Artificial intelligence, machine learning & interpretability

NoteHow this fits my interests

These courses and projects support my secondary focus on AI and mechanistic interpretability, connecting general-purpose machine learning and deep learning with language models and model explainability.

  • Machine Learning and Language Models – Martha Lewis (period 1, completed): Supervised and unsupervised learning, basic reinforcement learning, and applications to language modelling; implementation of key methods in Python and standard ML libraries.
  • Deep Learning 1 – Pascal Mettes (period 2, completed): Core deep-learning architectures and training methods, including CNNs, transformers, graph neural networks, generative models, and self-supervised learning.
  • Mechanistic interpretability of variable assignment in a Transformer-based model – Fausto Carcassi (period 3, completed): Independent group research project on mechanistic interpretability of a Transformer language model using causal interventions on the residual stream to study how variable assignment in Python code is represented. More details on the projects page.
  • Reinforcement Learning – Herke van Hoof (period 4, completed): Value-based and policy-based methods, approximate and deep RL for discrete and continuous control problems, and critical evaluation of RL experiments.
  • Interpretability & Explainability in AI – Willem Zuidema (period 6, completed): Post-hoc interpretability tools (e.g. saliency, attribution, probing, influence functions), explainable-by-design models, constrained deep learning, and evaluation of interpretability techniques.
  • Knowledge Representation and Reasoning – Ronald de Haan (period 7, in progress): Logical approaches to knowledge representation, reasoning, problem solving, and search in AI, including reasoning algorithms such as DPLL, answer set programming, and the expressivity and computational complexity of reasoning.

Computer science & logic

NoteHow this fits my interests

These courses provide theoretical computer science and logic foundations that support my work in quantum computing and AI.
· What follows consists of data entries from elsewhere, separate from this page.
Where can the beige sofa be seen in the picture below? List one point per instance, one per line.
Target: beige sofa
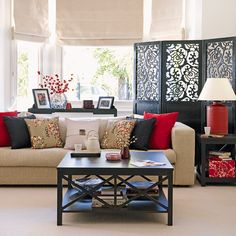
(38, 166)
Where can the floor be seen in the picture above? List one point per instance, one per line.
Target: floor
(209, 210)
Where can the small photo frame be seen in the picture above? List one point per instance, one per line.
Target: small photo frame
(105, 102)
(41, 98)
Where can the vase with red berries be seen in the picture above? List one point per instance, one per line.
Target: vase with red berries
(57, 88)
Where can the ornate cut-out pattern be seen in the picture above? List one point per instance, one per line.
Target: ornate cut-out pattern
(220, 59)
(182, 72)
(148, 72)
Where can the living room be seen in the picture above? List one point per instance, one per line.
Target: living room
(136, 73)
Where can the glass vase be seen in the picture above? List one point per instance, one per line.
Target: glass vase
(58, 101)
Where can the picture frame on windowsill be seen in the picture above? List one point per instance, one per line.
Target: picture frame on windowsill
(41, 98)
(105, 102)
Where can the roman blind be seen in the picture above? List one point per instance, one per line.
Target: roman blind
(31, 19)
(166, 20)
(100, 22)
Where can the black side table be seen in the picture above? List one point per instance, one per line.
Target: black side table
(205, 144)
  • Logic, Language and Computation – Nick Bezhanishvili (period 1–2, completed): Survey of research lines in logic, language, and information within the ILLC, including guest lectures and individual meetings with researchers and PhD students.
  • Information Theory – Nicolas Resch (period 2, completed): Shannon entropy and mutual information, data compression and channel coding theorems, zero-error information theory, and information-theoretic security.
  • Computational Complexity – Ronald de Haan (period 4, completed): Complexity classes and reductions, NP-completeness, nondeterminism, alternation, randomised computation, circuits, and subexponential-time complexity.
  • Game Theory – Ulle Endriss (period 5, completed): Noncooperative and cooperative game theory, mechanism design, and applications to strategic interaction and cooperation between rational agents.
  • Meaning, Reference and Modality – Tom Schoonen (period 7, in progress): Classical intensional and dynamic semantics from a philosophical and logical perspective, covering theories of meaning, reference, modality, and context through the work of Frege, Lewis, Stalnaker, and Kripke.